Mucopolysaccharide transformation by sulfide in diatom cultures and natural mucilage

Abstract

The role of sulfur species in the formation and stability of mucus aggregates in the Adriatic Sea was studied. Natural aggregates were compared with a mixed diatom culture. A sample from the sea bottom collected from the northern Adriatic Sea was cultivated and transferred to f/2 medium to isolate benthic diatoms. Diatom cultures were incubated at room temperature and irradiated with dim light (30 to 40 mmol m-2 s-1). Subcultured samples were incubated at room temperature under anaerobic conditions for up to 1 mo, with different concentrations of sulfide (10-4 and 10-3 mol l-1). In diatom cultures, interactions between sulfide and organic matter were investigated and followed for 10 d through: (1) formation of organosulfur species ; (2) changes in surfactant activity and (3) degradation of pennate diatoms followed by cell lysis and release of large amount of polysaccharides. A large increase in dissolved organic carbon (DOC) concentration was recorded in the ambient water of the sulfide-treated samples. A DOC concentration of 7.17 mg l-1 was determined in the ambient water of untreated diatom cultures increasing to 40 mg l-1 in sulfide-treated samples. Simultaneously, in the same sulfide-treated samples (both ambient water and aggregates of enriched diatom cultures), surfactant activity was observed to increase by 2 orders of magnitude. The concentration of surface-active substances (SAS, expressed as Triton-X-100 conc.) increased from 0.35 mg l-1 in the aggregate and 0.59 mg l-1 in the ambient water of the untreated diatom cultures to 20 mg l-1 in sulfide-incubated samples.
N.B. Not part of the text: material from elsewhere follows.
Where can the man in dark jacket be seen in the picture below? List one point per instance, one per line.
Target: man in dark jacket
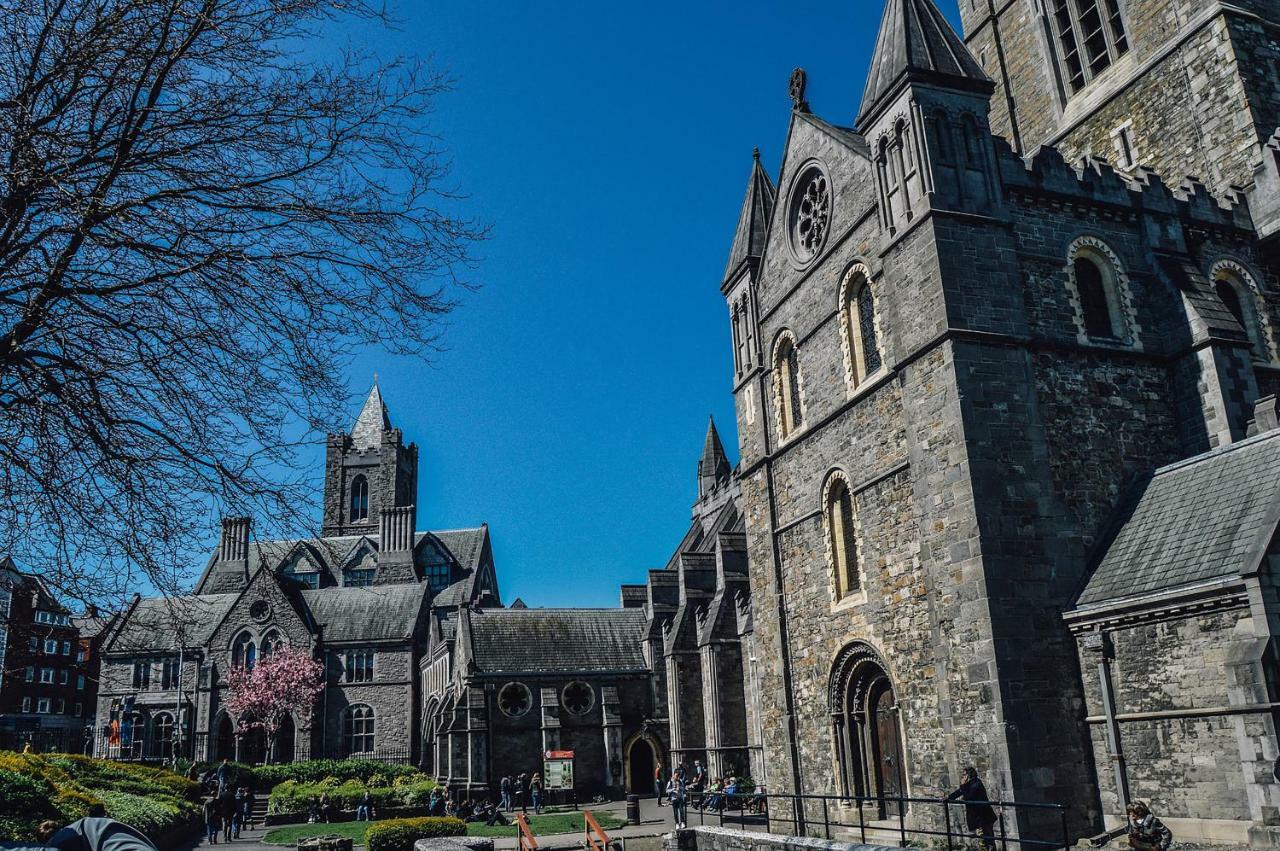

Epifluorescence microscopy observations showed that diatoms decomposed under sulfide treatment and released a large amount of polysaccharides, as revealed by a specific molecular probe for glucose and mannose, i.e. Con-A lectin conjugated by fluorescein. These comparative experiments indicated that one of the factors triggering mucilage formation in the Adriatic Sea could be massive diatom lysis in bottom or anoxic microzones where, due to microbial activity, reduced sulfur species are prominent and have an important role in the formation and stability of mucilage development.